The first step is to get a copy of the virus. This can be a difficult task if the malware is active in memory, but it's quite easy to do it if I can boot the system off a clean drive unit. For Windows-based computers and laptops, I can use a bootable, Live Linux desktop distribution, which allows me to run an OS in which the virus simply can't live, because it wasn't built for Linux. The process is a bit more complex for mobile devices, especially for the ones that utilize iOS, but it's not impossible to do it.
Once that the virus is isolated, I try to figure out how it managed to infect the device. Did the user click a link that led to a shady website? Did he or she click a pop-up, install a plug-in, a so-called "malware scanner", and so on? Or did the hacker use an existing operating system vulnerability to plant the malware? Depending on the answers to these questions, I can take appropriate measures to make sure that the mistakes aren't repeated in the future.
If the malware piece got installed by clicking an email link, for example, I can train the users and install some custom-made tools that will prevent accidental clicks from happening in the future, by comparing any of the clicked URLs with the addresses that are stored in a local blacklist. Pop-up clicks and plug-in installs can be prevented by implementing a tight access control policy, which requires access approval for all the operations that could lead to trouble.

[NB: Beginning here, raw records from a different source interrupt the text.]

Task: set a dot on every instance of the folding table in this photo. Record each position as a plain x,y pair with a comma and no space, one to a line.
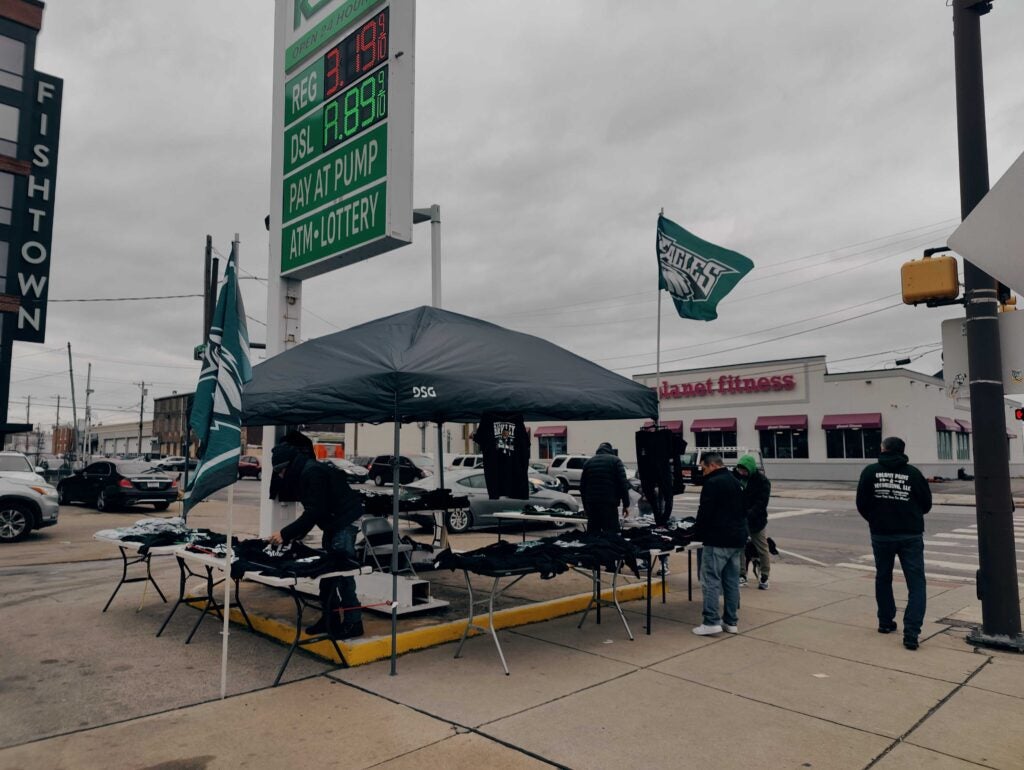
126,547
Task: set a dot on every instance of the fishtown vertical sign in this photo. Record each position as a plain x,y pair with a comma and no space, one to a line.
34,212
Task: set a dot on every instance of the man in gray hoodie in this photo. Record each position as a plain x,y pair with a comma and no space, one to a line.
893,497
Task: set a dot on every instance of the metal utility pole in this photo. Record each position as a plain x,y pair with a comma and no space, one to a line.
996,550
87,441
74,407
141,409
209,275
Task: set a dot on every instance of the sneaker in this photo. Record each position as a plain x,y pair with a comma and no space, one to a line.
706,630
348,631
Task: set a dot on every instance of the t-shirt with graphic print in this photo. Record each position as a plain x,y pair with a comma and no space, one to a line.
505,446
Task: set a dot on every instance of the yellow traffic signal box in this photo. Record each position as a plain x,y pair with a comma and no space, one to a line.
930,279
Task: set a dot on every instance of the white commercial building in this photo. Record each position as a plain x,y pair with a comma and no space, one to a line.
807,423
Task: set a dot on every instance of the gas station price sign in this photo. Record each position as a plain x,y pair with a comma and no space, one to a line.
346,117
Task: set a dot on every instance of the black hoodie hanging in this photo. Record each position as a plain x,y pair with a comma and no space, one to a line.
505,445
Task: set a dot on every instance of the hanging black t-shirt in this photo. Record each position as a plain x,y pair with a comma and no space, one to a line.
505,446
657,466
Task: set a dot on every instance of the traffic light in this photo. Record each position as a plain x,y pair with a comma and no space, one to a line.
930,280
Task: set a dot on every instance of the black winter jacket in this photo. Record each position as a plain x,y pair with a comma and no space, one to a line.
328,502
893,496
721,515
756,495
602,482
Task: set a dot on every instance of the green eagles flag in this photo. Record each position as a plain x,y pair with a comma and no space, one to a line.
696,273
216,414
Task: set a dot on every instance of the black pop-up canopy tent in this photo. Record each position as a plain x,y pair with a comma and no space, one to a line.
431,365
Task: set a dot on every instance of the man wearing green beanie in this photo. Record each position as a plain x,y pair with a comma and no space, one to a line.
757,490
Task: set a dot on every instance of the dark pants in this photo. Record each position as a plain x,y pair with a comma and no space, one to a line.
339,593
602,517
910,550
660,505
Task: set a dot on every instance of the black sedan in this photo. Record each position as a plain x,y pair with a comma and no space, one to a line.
111,484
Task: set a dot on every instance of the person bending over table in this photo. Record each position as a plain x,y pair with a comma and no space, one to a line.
602,485
329,503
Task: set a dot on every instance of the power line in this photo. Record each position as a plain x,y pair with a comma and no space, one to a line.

Finally, if cyber criminals have managed to infect the computer by making use of an existing operating system and/or application vulnerability, I install a piece of software which ensures that both the OS and the apps get upgraded in the background whenever new versions become available. Sometimes I may discover unknown vulnerabilities; if this is the case, I will contact the software authors to let them know about the problem, and sometimes I may even take the time to help them fix it.
It's time to analyze the virus; I will use a virtual machine, a copy of the operating system which runs in a safe environment, and can be terminated anytime I want to. I will study its behavior, asking lots of questions like these: "what does the virus do?", "what type of files does it access?", "does it open certain URLs?", "does it make use of other applications?", "does it travel across the network?", and so on. Wireshark is one of the main applications I'm using for this step of the process. By using tools like these to get the answers to those questions I can determine the consequences of the attack.
Armed with all this information, I can clean up all the devices which have been affected by the malware. Some ransomware variants will be much harder to disinfect, but not impossible. Hopefully, the companies I work with have got backup copies of their important data, in case that something goes wrong.